Reporter: Maizal Walfajri | Editor: Tendi Mahadi
KONTAN.CO.ID - JAKARTA. Guna mewujudkan visi Sistem Pembayaran Indonesia (SPI) 2025 Bank Indonesia (BI) mendorong kerja sama antara perbankan dengan fintech. Hal ini bertujuan agar ekonomi digital bisa mendukung pertumbuhan perekonomian nasional.
Direktur Departemen Kebijakan dan Pengawasan Sistem Pembayaran BI Ida Nuryanti menyatakan bentuk kerja sama yang tertuang dalam visi SPI ini adalah open banking.

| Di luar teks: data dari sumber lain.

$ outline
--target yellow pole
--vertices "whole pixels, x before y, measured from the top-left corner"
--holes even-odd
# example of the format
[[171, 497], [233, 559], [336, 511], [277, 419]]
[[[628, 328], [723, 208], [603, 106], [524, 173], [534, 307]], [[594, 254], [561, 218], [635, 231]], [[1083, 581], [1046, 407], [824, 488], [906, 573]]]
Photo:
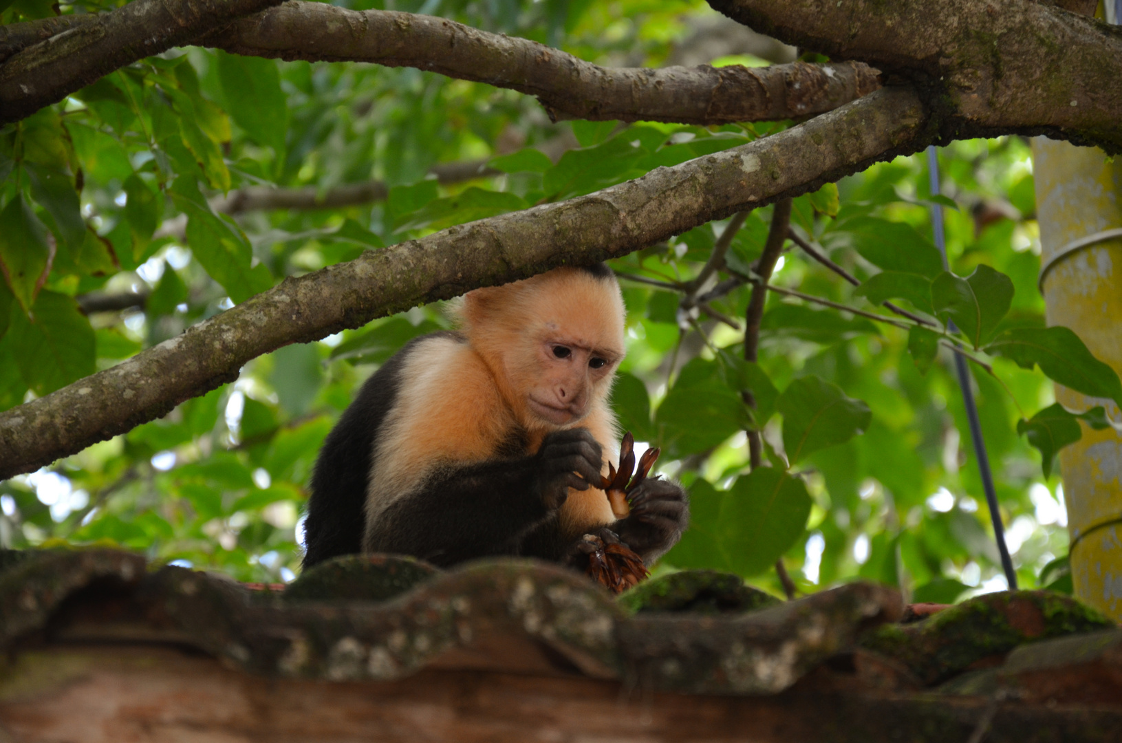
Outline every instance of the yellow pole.
[[[1038, 137], [1032, 143], [1041, 291], [1049, 325], [1067, 325], [1122, 373], [1122, 158]], [[1056, 400], [1085, 411], [1118, 405], [1056, 385]], [[1060, 451], [1075, 595], [1122, 621], [1122, 435], [1083, 425]]]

Hal ini akan diwujudkan lewat interlink antara fintech dengan perbankan guna menghindari risiko shadow banking.
Baca Juga: Bank BUKU 4 ramai-ramai ajukan izin kerja sama dengan Alipay dan WeChat Pay ke BI
Hal ini akan memungkinkan terjadinya saling integrasi antara application programming interface (API) atau pengaturan teknologi digital antar perbankan dan fintech.
“Institusi keuangan terbesar masih ada di perbankan yang sangat tinggi pengawasannya. Sehingga fintech bisa mendekat dan berkembang, sebab kita tidak bisa menahan laju teknologi. Namun pengelolaan dana fintech harus dikelola oleh perbankan,” ujar Ida kepada Kontan.co.id pada Rabu (16/10).
Ia melanjutkan fintech tidak bisa melayani masyarakat sendiri. Oleh sebab itu, BI melalui Peraturan Bank Indonesia Nomor 20/6/PBI/2018 tentang Uang Elektronik telah mengatur interlink ini. Dalam belied ini Ida menyebut 100% dana mengambang atau floating fund masyarakat yang berada di fintech diatur penempatannya.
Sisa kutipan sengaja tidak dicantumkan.